Cao, Jun; Qiu, Jun; Jin, Jieyu; Zhang, Sheng; Qu, Jiahui; Wang, Mingyue; Qiao, Longwei; Liang, Yuting.
Afiliación
  • Cao J; Center for Clinical Laboratory, The First Affiliated Hospital of Soochow University, Suzhou, China.
  • Qiu J; Center for Clinical Laboratory, The First Affiliated Hospital of Soochow University, Suzhou, China.
  • Jin J; Center for Clinical Laboratory, The First Affiliated Hospital of Soochow University, Suzhou, China.
  • Zhang S; Center for Clinical Laboratory, The First Affiliated Hospital of Soochow University, Suzhou, China.
  • Qu J; Department of Laboratory Medicine, Hongci Blood Disease Hospital, Suzhou, China.
  • Wang M; Department of Ultrasonography, The First Affiliated Hospital of Soochow University, Suzhou, China.
  • Qiao L; School of Gusu, The Affiliated Suzhou Hospital of Nanjing Medical University, Suzhou Municipal Hospital, Nanjing Medical University, Suzhou, China. Electronic address: qiaolongwei1@126.com.

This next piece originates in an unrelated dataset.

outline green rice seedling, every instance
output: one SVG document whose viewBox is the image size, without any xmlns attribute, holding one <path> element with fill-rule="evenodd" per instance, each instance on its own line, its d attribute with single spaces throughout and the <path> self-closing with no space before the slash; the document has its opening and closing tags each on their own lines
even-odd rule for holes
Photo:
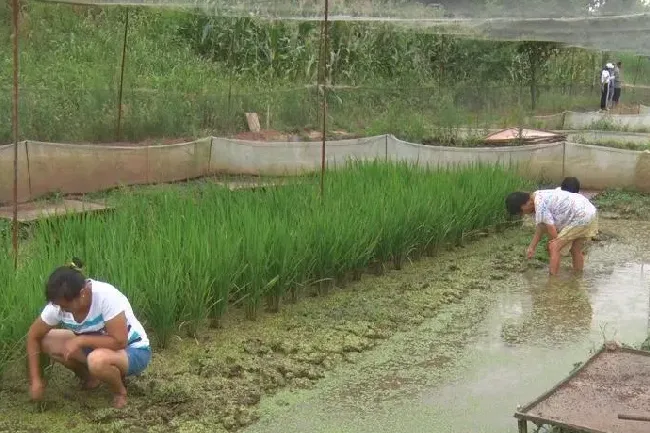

  • Liang Y; Center for Clinical Laboratory, The First Affiliated Hospital of Soochow University, Suzhou, China. Electronic address: liangyuting666@126.com.
Pathology ; 2024 Jul 14.
Article en En | MEDLINE | ID: mdl-39143000
ABSTRACT
Prolonged thrombocytopenia (PT) is a serious complication after haematopoietic stem cell transplantation (HSCT). PT has been suggested to be associated with an increased platelet transfusion requirement and poor outcomes after transplantation. Due to the complex mechanism of PT development, it is difficult to diagnose in the early post-transplant period. Our study aimed to identify an early predictive marker for PT after HSCT. Previous studies showed that the clinical utility of immature platelet fraction (IPF) predicts platelet recovery after chemotherapy and successful engraftment. However, the relationship between IPF and PT after HSCT remains unclear. Fifty-two patients with malignant haematological diseases who underwent HSCT were included in the study. We observed the kinetics of recovery of haematological parameters after transplantation and performed receiver operating characteristics (ROC) curve analysis using data from the 52 HSCT patients. The days to rise and peak of IPF, absolute IPF count (A-IPF) and highly fluorescent IPF (H-IPF) were almost synchronised in all patients, at day 10 and day 15, respectively. The begin to rise levels of IPF, H-IPF and A-IPF were all significantly lower in the PT group than in the good engraftment (GE) group (p=0.0016, p=0.0094, p=0.0086, respectively). The peak levels of IPF were significantly lower in the PT group than the GE group (p=0.0036). However, the peaks of H-IPF and A-IPF were not statistically significant between the two groups (p=0.3383, p=0.0887, respectively). The area under the ROC curve (AUC) of IPF rise was 0.739 (95% CI 0.583-0.896; p<0.05) and the cut-off value was 3.5%, while the AUC of IPF peak was 0.800 (95% CI 0.637-0.962; p<0.01) and the cut-off value was 8.0%. In conclusion, early low levels of IPF predict the development of PT after HSCT. These findings may help improve the management and treatment strategies for PT after HSCT.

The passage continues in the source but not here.